Je revois mes tantes, mon oncle Dada L’ Houssine, mes cousines.
Je revois aussi tha jemaath, l’immuable cimetière, inourar ( les aires à battre ) qui disparaîtrons un jour.
J’entends toujours une fontaine chanter, Thala n’baerouth, tout à côté, ou bien un peu plus loin, de l’autre côté, Fellous.
Longtemps après, tout le monde est là, personne ne manque à l’absence.
Cheikh Ali, assis devant sa petite boutique à l’entrée du village.
Na Challa, guérisseuse des âmes et des corps prodigue avec générosité sa parole faconde et salutaire.
Da L’Mouloud et sa rutilante 403, toujours prêts à vous emmener à l’autre bout du pays, ou tout simplement à Seddouk, Tizi el Djemaa, Sidi Aïch ou L’Vgaîth.
La galerie de portraits pourrait être bien longue.
Je ne veux pas avoir l’air de faire un inventaire.
Je tourne juste des pages et relis à nouveau ces moments du passé, comme une bande dessinée.
Chacun sa colline, chacun ses visages du passé.

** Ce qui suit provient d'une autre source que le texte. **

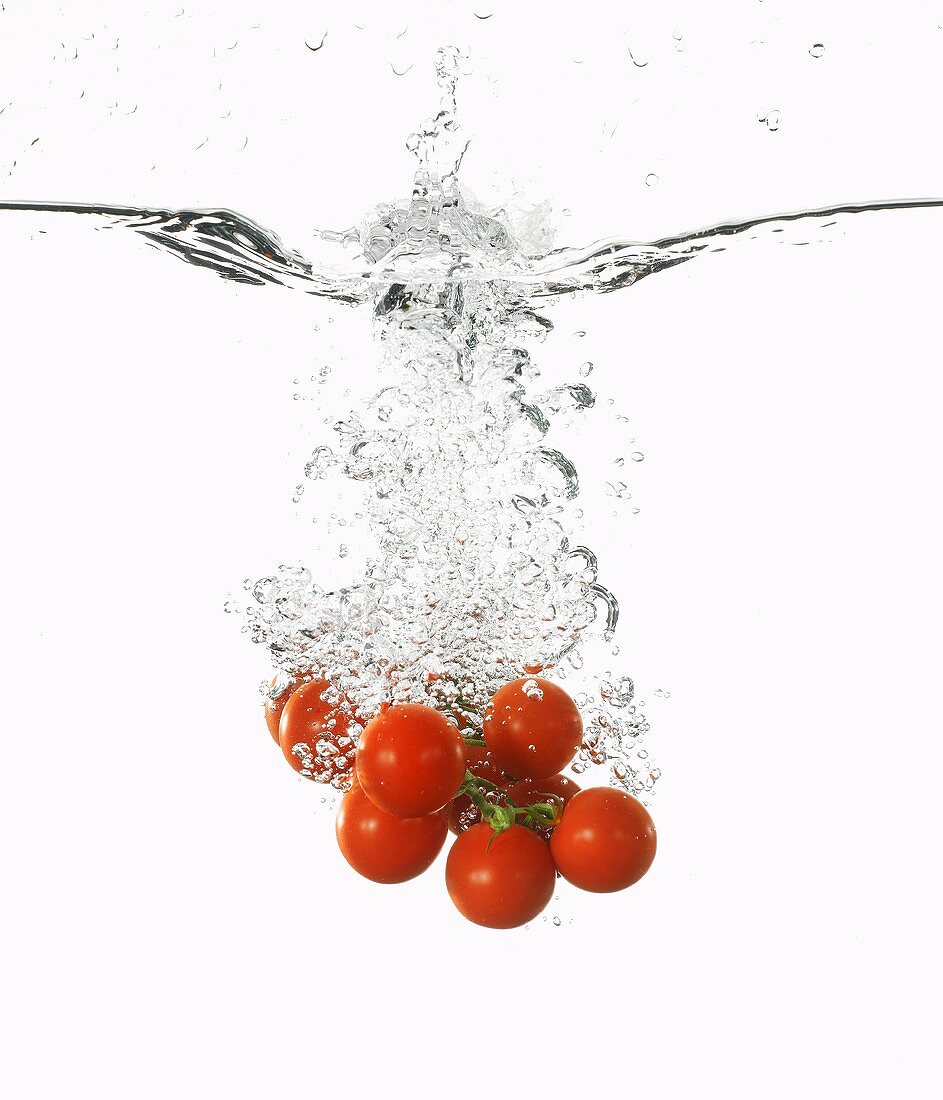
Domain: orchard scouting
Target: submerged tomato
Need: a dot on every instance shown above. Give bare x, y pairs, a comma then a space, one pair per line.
315, 734
500, 880
410, 760
533, 728
385, 848
604, 840
275, 706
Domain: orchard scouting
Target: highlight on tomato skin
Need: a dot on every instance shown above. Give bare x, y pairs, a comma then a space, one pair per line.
410, 760
500, 880
275, 706
533, 728
604, 842
384, 848
316, 735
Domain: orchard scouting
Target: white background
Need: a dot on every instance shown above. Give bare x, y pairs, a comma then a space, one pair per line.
177, 920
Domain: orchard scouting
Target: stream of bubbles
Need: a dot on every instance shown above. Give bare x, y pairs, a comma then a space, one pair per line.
474, 573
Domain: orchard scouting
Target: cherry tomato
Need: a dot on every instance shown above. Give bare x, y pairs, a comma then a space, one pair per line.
410, 760
315, 735
385, 848
533, 728
275, 706
462, 812
604, 840
500, 880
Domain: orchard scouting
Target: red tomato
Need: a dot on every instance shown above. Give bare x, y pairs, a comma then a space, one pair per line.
533, 728
385, 848
462, 812
410, 760
604, 840
315, 735
500, 880
275, 706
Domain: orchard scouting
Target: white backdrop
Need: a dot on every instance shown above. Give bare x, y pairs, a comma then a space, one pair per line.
177, 919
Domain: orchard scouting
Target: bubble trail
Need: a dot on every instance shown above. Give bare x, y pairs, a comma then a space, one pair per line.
474, 574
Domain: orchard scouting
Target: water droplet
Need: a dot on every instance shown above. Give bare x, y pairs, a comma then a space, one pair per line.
770, 118
617, 693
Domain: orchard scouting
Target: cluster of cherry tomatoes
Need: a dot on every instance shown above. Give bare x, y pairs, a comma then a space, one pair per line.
414, 773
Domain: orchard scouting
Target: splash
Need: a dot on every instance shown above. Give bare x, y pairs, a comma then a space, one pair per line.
474, 571
474, 575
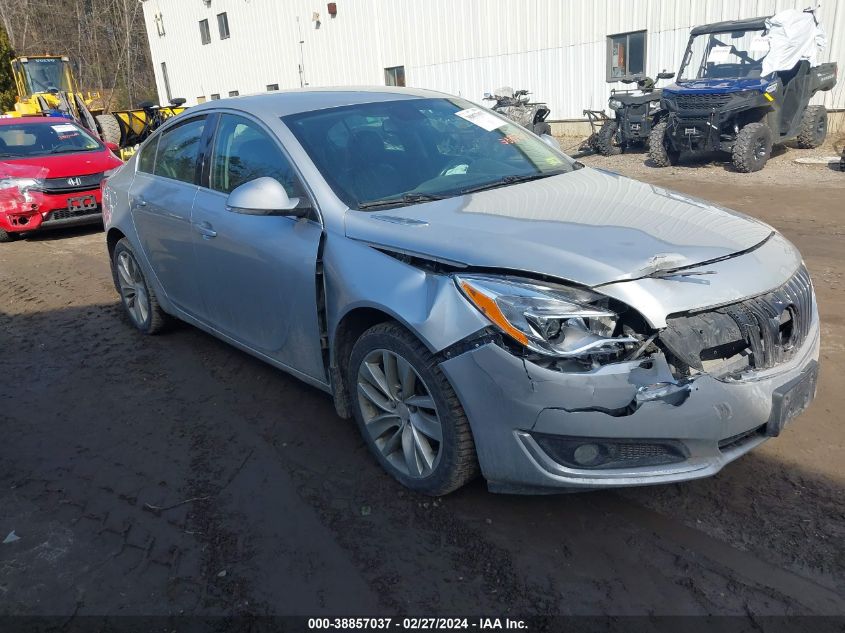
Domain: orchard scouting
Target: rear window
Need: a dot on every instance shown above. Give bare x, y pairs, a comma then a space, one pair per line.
25, 140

A bien y regarder, nous nous ressemblons tant.
Tant nous avons aimé et nous aimons encore bien au delà du temps.
Ce ne sont que des images, ce sont ne que des sentiments, ce ne sont que des personnes, ce ne sont que des maisons de village, de mon village ou du tien. Cela s’appelle « la colline oubliée » pour mieux nous en rappeler.
Je sais, vous n’avez rien oublié non plus, ni personne.
Les grands hommes ne disparaissent jamais..
Les petits non plus d’ailleurs, ils sont là eux aussi, sur la colline, même si ce n’est pas d’eux que l’on conte.
Je n’ai pas pu me rendre à Ighzer Amokrane, ni à Ath Yenni.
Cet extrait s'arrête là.